Вдруг меня остановил какой-то пожилой толстяк:

— Продай кожанку?

А почему бы и нет? Деньги нужны. И еще как нужны! Реглан старый, срок службы ему давно уже истек. Приеду в полк, получу новый. И, не подумав, с какой ценностью расстаюсь, согласился:

— Сколько дадите?

— Кусок. — И реглан оказался в руках толстяка.

— А что значит кусок?

— Тысяча. Золотая цена ему тысяча: рваный, поношенный…

Через какую-то минуту я спохватился. Реглан! Да это… Стыд, совесть хлестнули меня.

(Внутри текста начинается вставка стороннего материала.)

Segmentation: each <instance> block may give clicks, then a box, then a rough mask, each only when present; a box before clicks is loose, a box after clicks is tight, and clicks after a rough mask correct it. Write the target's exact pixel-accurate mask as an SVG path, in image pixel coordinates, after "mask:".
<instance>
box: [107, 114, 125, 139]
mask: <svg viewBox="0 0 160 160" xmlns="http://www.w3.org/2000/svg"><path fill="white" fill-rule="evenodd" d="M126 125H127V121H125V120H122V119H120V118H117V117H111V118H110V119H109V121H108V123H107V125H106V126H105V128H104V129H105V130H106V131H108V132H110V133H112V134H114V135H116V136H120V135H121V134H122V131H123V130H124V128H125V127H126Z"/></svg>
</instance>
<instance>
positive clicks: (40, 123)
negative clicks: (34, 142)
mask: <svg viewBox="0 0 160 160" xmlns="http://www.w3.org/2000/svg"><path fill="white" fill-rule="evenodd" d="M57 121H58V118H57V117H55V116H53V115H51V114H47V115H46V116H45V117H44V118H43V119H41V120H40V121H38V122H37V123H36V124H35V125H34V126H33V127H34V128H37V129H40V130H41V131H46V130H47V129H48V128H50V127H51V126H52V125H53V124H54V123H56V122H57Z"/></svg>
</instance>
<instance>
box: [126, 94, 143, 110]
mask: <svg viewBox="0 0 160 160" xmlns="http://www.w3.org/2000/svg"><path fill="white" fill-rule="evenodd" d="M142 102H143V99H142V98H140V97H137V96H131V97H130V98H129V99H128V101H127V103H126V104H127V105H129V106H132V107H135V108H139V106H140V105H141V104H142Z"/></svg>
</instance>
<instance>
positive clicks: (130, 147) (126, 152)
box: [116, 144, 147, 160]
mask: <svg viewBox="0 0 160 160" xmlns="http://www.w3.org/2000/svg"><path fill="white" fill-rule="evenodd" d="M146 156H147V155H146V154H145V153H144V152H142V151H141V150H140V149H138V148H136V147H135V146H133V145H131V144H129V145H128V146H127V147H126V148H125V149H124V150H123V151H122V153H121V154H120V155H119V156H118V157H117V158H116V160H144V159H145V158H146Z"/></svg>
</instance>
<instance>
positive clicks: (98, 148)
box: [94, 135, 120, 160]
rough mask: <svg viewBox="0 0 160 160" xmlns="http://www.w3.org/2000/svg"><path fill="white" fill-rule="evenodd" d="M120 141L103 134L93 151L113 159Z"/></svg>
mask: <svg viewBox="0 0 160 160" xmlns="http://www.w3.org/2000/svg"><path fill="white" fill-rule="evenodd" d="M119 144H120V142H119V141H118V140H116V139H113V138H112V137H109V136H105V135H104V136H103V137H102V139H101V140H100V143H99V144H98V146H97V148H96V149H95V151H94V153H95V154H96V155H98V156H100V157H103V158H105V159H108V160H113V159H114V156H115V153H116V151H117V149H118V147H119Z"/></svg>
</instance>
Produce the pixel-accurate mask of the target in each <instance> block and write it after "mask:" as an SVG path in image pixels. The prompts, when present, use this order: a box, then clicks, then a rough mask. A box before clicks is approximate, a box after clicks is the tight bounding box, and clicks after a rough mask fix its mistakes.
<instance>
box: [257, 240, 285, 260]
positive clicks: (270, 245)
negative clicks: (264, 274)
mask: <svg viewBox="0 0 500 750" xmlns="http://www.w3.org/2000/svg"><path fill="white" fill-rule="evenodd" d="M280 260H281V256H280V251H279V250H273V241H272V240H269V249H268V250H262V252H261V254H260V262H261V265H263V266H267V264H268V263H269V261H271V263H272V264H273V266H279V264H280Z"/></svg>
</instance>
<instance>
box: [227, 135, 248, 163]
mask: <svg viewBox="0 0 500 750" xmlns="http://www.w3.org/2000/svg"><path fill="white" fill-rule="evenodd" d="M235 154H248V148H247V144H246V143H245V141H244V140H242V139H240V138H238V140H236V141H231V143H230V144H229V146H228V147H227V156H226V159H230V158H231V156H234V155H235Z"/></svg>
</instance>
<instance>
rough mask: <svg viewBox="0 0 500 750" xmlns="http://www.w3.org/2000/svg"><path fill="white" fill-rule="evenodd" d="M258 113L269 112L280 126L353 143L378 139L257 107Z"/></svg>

В этом реглане я воевал на Халхин-Голе, над снегами Финляндии, в Отечественную… На Халхин-Голе у него прострелен рукав, в Зубове полу пробили два вражеских снаряда и осколок порвал воротник, в Тарнополе, если бы не реглан, осколок металла наверняка впился бы мне в грудь. Реглан, может быть, не раз спасал мне жизнь.

Он безмолвный свидетель многих моих воздушных боев, побед и неудач. Да и не только моих… Что я наделал?

Вещи, хранящие память о войне, надо беречь, как реликвии.